2月。大分県警察学校で、初任科生の卒業式が行われ、新人警察官が県内各地の各警察署に配属された。
新人警察官たちは今、それぞれが安全や安心を守る仕事に取り組んでいる。
今回、そのうちの1人に密着。配属されて1か月経った今の思いを聞いた。
バレーボールの名門・東龍出身の新人警察官「人の役に立てる仕事がしたかった」
2月警察学校の初任科課程を卒業した黒木悠巡査(19)は、バレーボールの名門、東九州龍谷高校出身で、3年生のときには春高バレーにも出場。
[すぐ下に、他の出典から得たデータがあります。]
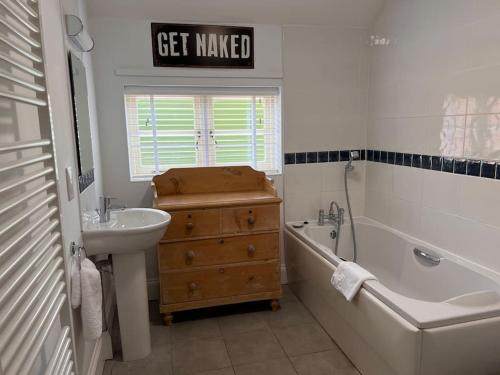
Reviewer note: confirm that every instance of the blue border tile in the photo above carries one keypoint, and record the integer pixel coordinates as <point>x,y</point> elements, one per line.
<point>448,164</point>
<point>407,160</point>
<point>461,166</point>
<point>416,161</point>
<point>426,162</point>
<point>312,157</point>
<point>474,168</point>
<point>437,163</point>
<point>399,158</point>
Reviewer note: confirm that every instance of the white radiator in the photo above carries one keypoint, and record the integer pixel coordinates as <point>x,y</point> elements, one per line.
<point>33,336</point>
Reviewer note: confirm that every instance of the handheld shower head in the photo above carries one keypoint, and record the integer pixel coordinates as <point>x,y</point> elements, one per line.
<point>353,155</point>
警察官は小学生の頃からの憧れだったという。
黒木巡査は「人の役に立てる仕事がしたくて、 警察官という仕事は人の1番そばで仕事ができるので、県民の安心安全を守ることができると思うので警察官になりたいと思った」と話す。
現在は大分市の大分中央警察署、高城交番で勤務している。

防犯や交通安全など日々奮闘
この日は近くの駅へと向かう。行ったのは自転車の鍵掛けの点検。
盗難に遭う自転車の多くは無施錠であるため、こうしてこまめに点検し、注意を促している。
また、交通の安全を守ることも大事な仕事である。黒木巡査は交通量が多い交差点に立ち、歩行者を誘導。また、通り過ぎる車には鋭い視線を送って、スピードを落とすよう促している。
同じ交番に勤務する6年目の先輩はこうした後輩の姿に期待を寄せていて「本当に頼りになる後輩で、いつも市民の人に笑顔で接しているので、市民も自然と笑顔が溢れてこちらも仕事がやりやすいので助かっている」と語る。
ーー黒木悠巡査
「まだわからないことが多くて、それを先輩に聞いたりして、警察学校ではなかったことも起こるので、 そういったときに臨機応変に対応することが大事になってくる」

志す人がいる一方で、人材確保は警察でも課題に
県警によると、採用試験の受験者数は2024年度まで年々減少傾向だった。
しかし、2025年度は試験の回数を増やすなどの取り組みをしたところ、前年と比べ、受験者数は75人増えたという。
現場に配属されて約1か月が経った黒木巡査。仕事の難しさも実感しているが、 それ以上にやりがいを感じている。
ーー黒木悠巡査
「多くの人と関わることができて、 人に寄り添うことができる仕事。私は人と関わることが好きなのでそこに魅力を感じる。県民の人々に寄り添って安心安全を守れるような警察官になりたい」
地域を守る強く優しい存在へと、日々成長する新人警察官。
こうした志を持った人材の確保が大分の安全や安心のために必要となっている。